Reader Questions:
Provide Personal, Family History V Codes
Published on Sat Jul 01, 2006
Question: I-m not sure what the difference is between personal and family history V codes. Would you shed some light on this?
Virginia Subscriber Answer: Reporting V codes to provide a better picture to payers is a useful tool, especially because conditions of the past can impact future care.
Personal history: According to CPT, past personal history includes the patient's experience with illnesses, injuries and treatments, including:
- prior major illnesses and injuries
- prior operations
- prior hospitalizations
- current medications
- allergies
- age-appropriate immunization status
- age-appropriate feeding/dietary status. Although CPT provides this definition, it carries over to the diagnosis code you can assign to the encounter. For example, if your ob-gyn sees a patient with a urinary tract infection, you should report 599.0 (Urinary tract infection, site not specified) upon the first encounter as the primary diagnosis.
When the infection reoccurs, you can report V13.02 (Personal history; urinary [tract] infection) as an additional diagnosis. Also code the symptoms, such as urinary frequency (788.41), first and then follow up with V13.02.
Family history: According to CPT, family history includes a review of health-related events in the patient's family, such as:
- health status or cause of death of parents, siblings and children
- specific diseases related to problems identified in the chief complaint or history of the present illness, and/or system review
- diseases of family members that may be hereditary or place the patient at risk. For example, if the ob-gyn sees a patient with osteoporosis in her family, you-ll be able to apply V17.81 (Family history; osteoporosis).
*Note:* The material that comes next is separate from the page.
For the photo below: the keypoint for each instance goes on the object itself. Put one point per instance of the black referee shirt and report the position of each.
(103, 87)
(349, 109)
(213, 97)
If your ob-gyn sees a patient with a family history of osteoporosis, your practice may be more apt to receive reimbursement for a DEXA bone scan (76075, Dual energy x-ray absorptiometry [DEXA], bone density study, one or more sites; axial skeleton [e.g., hips, pelvis, spine]; or 76076, ... appendicular skeleton [peripheral] [e.g., radius, wrist, heel]).
Such scans are not routine. The ob-gyn must document medical history supporting the medical necessity for the test, and V17.81 can help.